Thursday, July 30, 2009
In a land of plenty
It's easy to forget we live in the land of plenty. Even during this economic downturn, most of us have much, much more than people in other countries even dream of having. Running water, electricity, a vehicle or two, the ability to cool or heat our homes with the touch of a button or the turn of a dial, food in the cupboards.I've been thinking a lot about the food issue. I like to buy organic foods as much as possible, but sometimes choose conventional products because of the cost. "Well," I sigh to myself, "It must be nice to be able to buy all organic foods at the natural foods market, but I guess I'll have to make do with this."
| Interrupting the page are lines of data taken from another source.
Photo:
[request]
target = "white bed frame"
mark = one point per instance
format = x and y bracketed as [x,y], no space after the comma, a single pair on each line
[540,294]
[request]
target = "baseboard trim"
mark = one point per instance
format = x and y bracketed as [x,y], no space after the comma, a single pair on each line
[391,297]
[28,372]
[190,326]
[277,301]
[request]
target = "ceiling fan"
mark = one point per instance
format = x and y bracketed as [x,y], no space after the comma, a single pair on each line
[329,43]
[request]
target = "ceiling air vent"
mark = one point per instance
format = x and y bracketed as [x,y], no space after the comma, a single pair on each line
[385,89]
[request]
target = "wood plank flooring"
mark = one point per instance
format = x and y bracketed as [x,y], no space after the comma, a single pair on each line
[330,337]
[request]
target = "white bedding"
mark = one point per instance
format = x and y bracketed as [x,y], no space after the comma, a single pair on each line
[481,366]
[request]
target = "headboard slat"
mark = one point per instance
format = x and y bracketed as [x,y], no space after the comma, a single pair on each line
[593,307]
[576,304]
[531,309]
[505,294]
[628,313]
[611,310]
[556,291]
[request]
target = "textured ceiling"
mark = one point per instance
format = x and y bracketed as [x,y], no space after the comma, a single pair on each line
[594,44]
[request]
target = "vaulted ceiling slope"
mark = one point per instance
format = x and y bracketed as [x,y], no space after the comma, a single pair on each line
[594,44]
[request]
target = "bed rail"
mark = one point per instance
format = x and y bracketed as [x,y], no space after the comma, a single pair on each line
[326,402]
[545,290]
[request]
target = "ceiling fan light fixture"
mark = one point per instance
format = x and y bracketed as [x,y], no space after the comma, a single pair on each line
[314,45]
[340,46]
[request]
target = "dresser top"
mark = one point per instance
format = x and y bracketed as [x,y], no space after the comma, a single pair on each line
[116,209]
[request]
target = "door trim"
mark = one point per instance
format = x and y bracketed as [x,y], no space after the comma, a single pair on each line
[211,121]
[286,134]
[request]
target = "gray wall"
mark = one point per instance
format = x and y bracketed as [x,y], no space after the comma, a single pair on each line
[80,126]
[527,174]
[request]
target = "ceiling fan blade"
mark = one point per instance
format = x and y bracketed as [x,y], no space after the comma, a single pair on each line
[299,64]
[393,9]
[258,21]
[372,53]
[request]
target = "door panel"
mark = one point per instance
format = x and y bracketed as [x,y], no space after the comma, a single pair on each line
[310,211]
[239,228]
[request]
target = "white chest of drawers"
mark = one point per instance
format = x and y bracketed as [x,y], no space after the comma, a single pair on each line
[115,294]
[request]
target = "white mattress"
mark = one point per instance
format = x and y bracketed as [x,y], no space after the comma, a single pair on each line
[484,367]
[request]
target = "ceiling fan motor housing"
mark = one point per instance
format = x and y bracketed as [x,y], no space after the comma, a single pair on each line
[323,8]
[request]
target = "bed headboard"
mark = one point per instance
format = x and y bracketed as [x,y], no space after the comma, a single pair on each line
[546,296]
The thing I need to remember, as I'm dumping spoiled leftovers into the compost (which I hate doing, by the way), is that I have much, much more than many others I share the planet with. Most of us don't have to hunt for food in garbage dumps or cans to survive. People I know don't worry if that last chunk of bread they have will last another two days and feed the hungry bellies of their family.
Feed my Starving Children is an organization which I recently learned about. They provide simple meals to starving children around the world. A meal through FMSC for six children costs $1.00 to produce and 94 percent of all donations go directly to food costs. They also offer hands-on volunteer opportunities if you live in the areas where the food is combined and shipped (see their website for details).